After fixation with methanol, thin films are normally stained with a stain such as Giemsa (10% solution of Gurr's R 66 Giemsa in buffer at pH 7.2 for 30 minutes), and this method produces the best, most consistent staining. Staining at pH 7.2 is important because the stippling (Schuffner's for P. vivax and Maurer's clefts for P. falciparum) will not be apparent in films stained at pH 6.8 (standard haematological practice).
A quicker method which usually gives good results is to use Field's stain:
Dilute a stock of Field's B (red stain) 1:4 with pH 7.2 buffer. Place the fixed smear on a staining rack. Using a pipette, cover the surface of the smear with the diluted Field's B stain, then add an equal amount of undiluted Field's A (blue stain). Mix the stains. After one minute, wash the stain from the slide with running water. Do not prolong this step as the stain will wash out of the blood film. Drain the slide by standing it vertically.
This method should give good staining, with Schuffner's stippling of Plasmodium vivax being apparent. Maurer's clefts will not normally show.
A: Fields Stain
Methylene Blue 0.8 g
Eosin 1.0 g
The stock solutions should be kept in tightly stoppered bottles to inhibit fungus growth but should be filtered approximately every two weeks. For routine staining of thick blood films three jars are required; Field's stain A, Field's stain B and water. For staining thin films a container of Field's stain B diluted 1:4 with pH 7.2 buffer is needed as well.
B: Buffer Solution - pH 7.2
A suitable pH 7.2 buffer for diluting stock stains is:
Anhydrous Na2HPO4 7.40 gm
Dissolve the salts in 50 ml of distilled water then dilute to 8 litres.
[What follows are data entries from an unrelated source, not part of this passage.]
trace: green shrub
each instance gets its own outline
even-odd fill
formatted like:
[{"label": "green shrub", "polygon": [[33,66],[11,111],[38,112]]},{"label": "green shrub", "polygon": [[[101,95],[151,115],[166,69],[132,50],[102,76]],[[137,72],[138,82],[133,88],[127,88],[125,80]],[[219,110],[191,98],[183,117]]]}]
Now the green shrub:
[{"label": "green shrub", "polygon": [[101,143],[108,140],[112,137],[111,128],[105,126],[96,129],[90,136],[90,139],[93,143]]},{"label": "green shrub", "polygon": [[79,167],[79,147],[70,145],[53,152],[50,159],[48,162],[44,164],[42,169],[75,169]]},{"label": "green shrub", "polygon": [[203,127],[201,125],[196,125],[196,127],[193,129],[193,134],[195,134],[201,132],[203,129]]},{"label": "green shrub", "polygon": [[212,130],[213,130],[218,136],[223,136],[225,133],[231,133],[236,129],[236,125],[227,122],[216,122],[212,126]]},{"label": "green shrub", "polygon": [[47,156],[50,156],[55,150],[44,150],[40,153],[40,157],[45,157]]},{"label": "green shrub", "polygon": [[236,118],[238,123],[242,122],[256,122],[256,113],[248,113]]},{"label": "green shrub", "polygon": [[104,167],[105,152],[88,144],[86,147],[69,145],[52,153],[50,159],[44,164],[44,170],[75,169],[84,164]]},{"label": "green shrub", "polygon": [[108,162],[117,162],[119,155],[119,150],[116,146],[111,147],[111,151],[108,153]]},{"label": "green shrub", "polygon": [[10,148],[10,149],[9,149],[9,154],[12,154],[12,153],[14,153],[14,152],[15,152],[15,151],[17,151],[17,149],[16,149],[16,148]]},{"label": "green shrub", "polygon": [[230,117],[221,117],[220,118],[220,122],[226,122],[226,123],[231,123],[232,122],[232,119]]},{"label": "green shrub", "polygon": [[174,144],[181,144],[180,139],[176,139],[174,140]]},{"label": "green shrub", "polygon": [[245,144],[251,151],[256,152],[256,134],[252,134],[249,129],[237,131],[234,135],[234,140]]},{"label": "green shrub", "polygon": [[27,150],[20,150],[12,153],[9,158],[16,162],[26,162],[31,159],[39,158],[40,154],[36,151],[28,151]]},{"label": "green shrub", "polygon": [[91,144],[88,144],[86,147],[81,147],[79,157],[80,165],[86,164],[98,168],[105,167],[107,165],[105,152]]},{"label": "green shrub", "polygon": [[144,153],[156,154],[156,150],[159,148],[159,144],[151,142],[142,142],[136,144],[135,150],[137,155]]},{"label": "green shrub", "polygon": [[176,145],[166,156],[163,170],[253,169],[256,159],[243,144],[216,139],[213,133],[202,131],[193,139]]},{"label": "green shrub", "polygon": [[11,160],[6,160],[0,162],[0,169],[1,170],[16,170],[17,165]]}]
The object of counting malaria parasites in blood smears is to determine their concentration at a particular time. This is particularly relevant in ascertaining the success of therapy, especially for cases of P. falciparum.
Thick Blood Films
Probably the most useful method is to determine the parasite density relative to a predetermined number of white cells (or platelets) and then to calculate the number of parasites per microlitre or litre of blood. It is generally assumed that the white blood cell count is standard and 8,000 WBC per Šl is the count most frequently used. If an accurate white cell count is available, then parasite density can be determined with confidence. Usually at least 200 white cells are counted, but the number may be increased if the parasite density is low. In smears with high parasite densities it is easier to count the number of leucocytes against 500 parasites.
Thin Blood Films
Parasite counts done on thin films can be useful for assessment of individual cases, provided the density is high enough. The number of infected red cells per microscopic field is assessed and, after sufficient fields have been viewed, a percentage infection rate determined. This requires the estimation of the average number of erythrocytes per microscopic field with the microscope being used.